A carga desigual de tempo de trabalho entre homens e mulheres é expressiva. As mulheres dedicam até 23h em média de horas semanais a cuidados e afazeres domésticos, contra 11 horas dos homens. Essa sobrecarga limita a participação plena das mulheres no mercado de trabalho e na vida política. Desta forma, observamos os resultados dos efeitos macroeconômicos de longo prazo: a violência e a desigualdade de gênero implicam em perda de talentos, retração do consumo, redução da arrecadação fiscal e menor investimento público produtivo, dado o redirecionamento de recursos para saúde, assistência e justiça.

É necessário equidade também no trabalho doméstico e de cuidado, com ampliação, por exemplo, da licença paternidade e participação nas atividades domésticas e de responsabilidade familiar.

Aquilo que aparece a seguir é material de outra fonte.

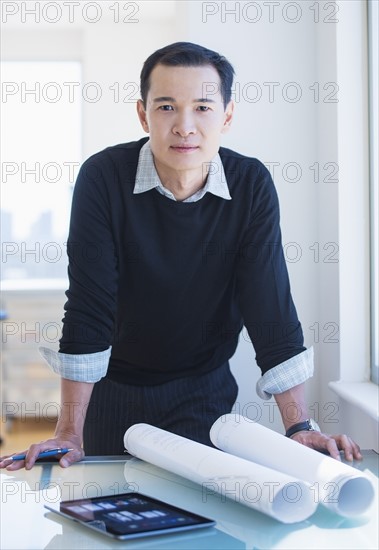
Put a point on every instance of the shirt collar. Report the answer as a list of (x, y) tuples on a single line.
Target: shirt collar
[(147, 178)]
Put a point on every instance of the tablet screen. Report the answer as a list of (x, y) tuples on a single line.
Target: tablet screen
[(130, 515)]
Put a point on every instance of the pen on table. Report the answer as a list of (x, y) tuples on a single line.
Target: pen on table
[(43, 454)]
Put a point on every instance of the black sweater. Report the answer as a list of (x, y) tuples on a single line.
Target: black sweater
[(170, 284)]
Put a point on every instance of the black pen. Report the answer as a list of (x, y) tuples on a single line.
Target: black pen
[(43, 454)]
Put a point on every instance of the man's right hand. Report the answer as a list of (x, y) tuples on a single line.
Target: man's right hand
[(71, 442)]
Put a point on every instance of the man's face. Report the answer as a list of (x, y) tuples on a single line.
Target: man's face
[(184, 122)]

Diante desse quadro, reafirmamos nosso compromisso em:

a) Reconhecer a violência de gênero como entrave ao desenvolvimento, ao crescimento do Produto Interno Bruto (PIB) e à democracia efetiva;

b) Defender políticas de cuidado com orçamento adequado, como o Plano Nacional de Cuidados e a Lei da Igualdade Salarial e Laboral;

c) Garantir crédito justo e inclusivo às mulheres empreendedoras, eliminando discriminações que resultam em juros mais altos;

d) Valorizar e contabilizar o trabalho de cuidado não remunerado na economia brasileira;

e) Promover a participação feminina em espaços de decisão política, acadêmica e econômica, com paridade efetiva;

f) Fortalecer as Comissões de Mulheres Economistas no Sistema Cofecon/Corecons, ampliando redes de apoio e articulação nacional.

De acordo com o exposto, a Carta de Salvador reafirma que não há desenvolvimento econômico possível enquanto a violência e a desigualdade de gênero persistirem. Cada mulher silenciada representa injustiça social e perda econômica. Logo, não somente as mulheres devem participar dessa jornada rumo à liberdade e equidade: faz-se necessária também a participação ativa dos homens e todos os gêneros, juntamente com o setor público.

É urgente transformar a indignação em políticas públicas, o diagnóstico em ação e os custos da violência em investimento e igualdade.